Climate Change To Blame
As scientist have suggested the earth has slowly been getting warmer, at a rate of .32 degrees Fahrenheit each decade.
Warmer air creates perfect conditions for atmospheric rivers to hold even more moisture, thus posing higher threat of category 4-5 storms.
A warming climate also lends way to less snow in the winter, and less snow in the winter creates potential for more flooding.
The way this works is that snow storms in the mountains usually form a snowpack, and then slowly melt off in the spring. If instead the warm air brings rain all at once rather than snow, it will cause reservoirs to overflow and create mass flooding.
What Is A Megastorm?
A megastorm will most likely look like a series of massive rain storms hitting one after the other and lasting for weeks at a time.
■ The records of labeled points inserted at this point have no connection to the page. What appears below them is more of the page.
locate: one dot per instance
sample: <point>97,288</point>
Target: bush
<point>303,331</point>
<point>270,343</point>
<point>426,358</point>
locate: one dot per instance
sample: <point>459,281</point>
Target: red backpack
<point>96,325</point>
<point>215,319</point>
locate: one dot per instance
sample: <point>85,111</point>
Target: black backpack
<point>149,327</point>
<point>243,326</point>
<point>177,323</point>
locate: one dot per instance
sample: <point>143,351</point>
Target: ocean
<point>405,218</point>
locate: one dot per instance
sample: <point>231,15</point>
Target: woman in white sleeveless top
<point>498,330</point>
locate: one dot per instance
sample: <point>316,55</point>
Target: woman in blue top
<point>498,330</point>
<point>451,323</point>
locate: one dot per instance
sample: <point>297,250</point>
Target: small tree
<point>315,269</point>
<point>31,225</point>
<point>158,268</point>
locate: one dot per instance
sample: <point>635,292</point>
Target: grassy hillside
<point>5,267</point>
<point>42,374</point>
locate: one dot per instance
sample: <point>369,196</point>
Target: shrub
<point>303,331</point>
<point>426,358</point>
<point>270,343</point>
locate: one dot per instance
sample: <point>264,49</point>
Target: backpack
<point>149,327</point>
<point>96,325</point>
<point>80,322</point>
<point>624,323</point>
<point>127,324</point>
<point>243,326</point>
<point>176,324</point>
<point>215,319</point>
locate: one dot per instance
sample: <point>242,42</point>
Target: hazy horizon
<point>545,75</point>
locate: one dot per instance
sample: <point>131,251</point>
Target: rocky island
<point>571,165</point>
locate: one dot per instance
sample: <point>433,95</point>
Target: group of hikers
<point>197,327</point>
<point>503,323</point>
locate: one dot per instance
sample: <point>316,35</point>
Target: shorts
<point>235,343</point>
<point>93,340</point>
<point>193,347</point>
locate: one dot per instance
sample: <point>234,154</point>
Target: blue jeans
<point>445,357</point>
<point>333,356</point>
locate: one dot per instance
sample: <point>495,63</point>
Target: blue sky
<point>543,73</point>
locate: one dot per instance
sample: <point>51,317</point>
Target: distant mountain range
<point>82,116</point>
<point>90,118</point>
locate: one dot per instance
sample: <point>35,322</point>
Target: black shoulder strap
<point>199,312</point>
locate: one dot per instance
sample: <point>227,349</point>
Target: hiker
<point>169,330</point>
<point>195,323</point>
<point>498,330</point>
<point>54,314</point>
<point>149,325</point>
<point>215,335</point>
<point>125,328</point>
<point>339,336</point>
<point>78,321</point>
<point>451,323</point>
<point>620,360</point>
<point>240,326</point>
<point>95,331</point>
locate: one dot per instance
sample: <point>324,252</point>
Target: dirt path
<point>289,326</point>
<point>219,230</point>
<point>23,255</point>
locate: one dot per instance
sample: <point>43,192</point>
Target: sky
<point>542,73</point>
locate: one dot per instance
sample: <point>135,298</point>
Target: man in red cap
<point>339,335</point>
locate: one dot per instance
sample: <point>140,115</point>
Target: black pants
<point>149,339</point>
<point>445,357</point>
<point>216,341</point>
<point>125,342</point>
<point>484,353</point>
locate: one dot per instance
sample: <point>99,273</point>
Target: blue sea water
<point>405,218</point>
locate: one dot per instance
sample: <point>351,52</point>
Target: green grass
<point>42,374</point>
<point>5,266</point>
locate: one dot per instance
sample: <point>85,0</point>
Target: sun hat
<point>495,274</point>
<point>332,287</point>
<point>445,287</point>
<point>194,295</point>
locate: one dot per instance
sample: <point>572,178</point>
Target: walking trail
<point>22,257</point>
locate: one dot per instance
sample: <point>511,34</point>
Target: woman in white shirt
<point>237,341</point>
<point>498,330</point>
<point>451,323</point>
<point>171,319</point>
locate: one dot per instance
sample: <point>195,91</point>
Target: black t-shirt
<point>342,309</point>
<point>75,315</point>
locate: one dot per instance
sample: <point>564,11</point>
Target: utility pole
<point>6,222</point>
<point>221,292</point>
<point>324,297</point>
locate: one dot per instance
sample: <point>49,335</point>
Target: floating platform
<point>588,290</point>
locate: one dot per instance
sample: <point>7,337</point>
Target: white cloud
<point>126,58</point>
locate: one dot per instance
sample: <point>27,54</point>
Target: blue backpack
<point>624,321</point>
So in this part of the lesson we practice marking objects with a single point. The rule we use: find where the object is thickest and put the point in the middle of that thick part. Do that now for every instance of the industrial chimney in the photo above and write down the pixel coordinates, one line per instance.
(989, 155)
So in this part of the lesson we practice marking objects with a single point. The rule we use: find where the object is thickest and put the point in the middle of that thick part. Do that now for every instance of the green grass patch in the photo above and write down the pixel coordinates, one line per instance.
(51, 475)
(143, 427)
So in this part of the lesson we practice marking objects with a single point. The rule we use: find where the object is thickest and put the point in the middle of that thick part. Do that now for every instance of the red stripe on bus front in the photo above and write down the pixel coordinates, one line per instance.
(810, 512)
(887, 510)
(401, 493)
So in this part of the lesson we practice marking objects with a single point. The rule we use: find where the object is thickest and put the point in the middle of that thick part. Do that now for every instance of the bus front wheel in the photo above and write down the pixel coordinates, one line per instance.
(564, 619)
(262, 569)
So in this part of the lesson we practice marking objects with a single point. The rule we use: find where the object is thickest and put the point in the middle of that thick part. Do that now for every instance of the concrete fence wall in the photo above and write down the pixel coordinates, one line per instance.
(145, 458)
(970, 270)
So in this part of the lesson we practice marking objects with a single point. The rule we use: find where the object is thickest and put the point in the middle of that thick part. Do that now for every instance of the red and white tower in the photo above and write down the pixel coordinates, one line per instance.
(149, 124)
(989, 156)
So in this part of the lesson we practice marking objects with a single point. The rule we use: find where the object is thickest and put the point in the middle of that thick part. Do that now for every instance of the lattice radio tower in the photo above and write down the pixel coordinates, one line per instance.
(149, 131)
Alan Rhoades, a hydroclimate research scientist, predicts that with the climate warming, the size of atmospheric rivers will increase, as does number of atmospheric rivers making landfall.
Damage In Numbers
Currently the cost of flood damage caused by atmospheric rivers per year in the Western United States is about 1 billion dollars according to research using flood insurance claims. Only 13 category 3, 4, and 5 atmospheric rivers caused almost 27 billion dollars of damage in a 40-year span of time. Looking at numbers like this, its easy to assume that a megastorm would be devastating to the Pacific Northwest.
“If we’re smart about where we develop in the coming decades, then we may actually be able to reduce the damages relative to our projections. If we continue to build in floodplains then things will get worse,” said Tom Corringham, a research economist at the Scipps Instituion of Oceanography at UC San Diego.
What Does This Mean For The Pacific Northwest?
If global warming trends continue on this path, Rhoades concluded that category 4 and 5 atmospheric rivers are expected to double by the end of the century, potentially causing catastrophic flooding to affected areas, and costing nearly $390 million in flood damages in Oregon alone, based on a study by Corringham.
While we cannot say for certain whether these weather models or predictions will give way to a megastorm in our future, all signs point to the likelihood that we will.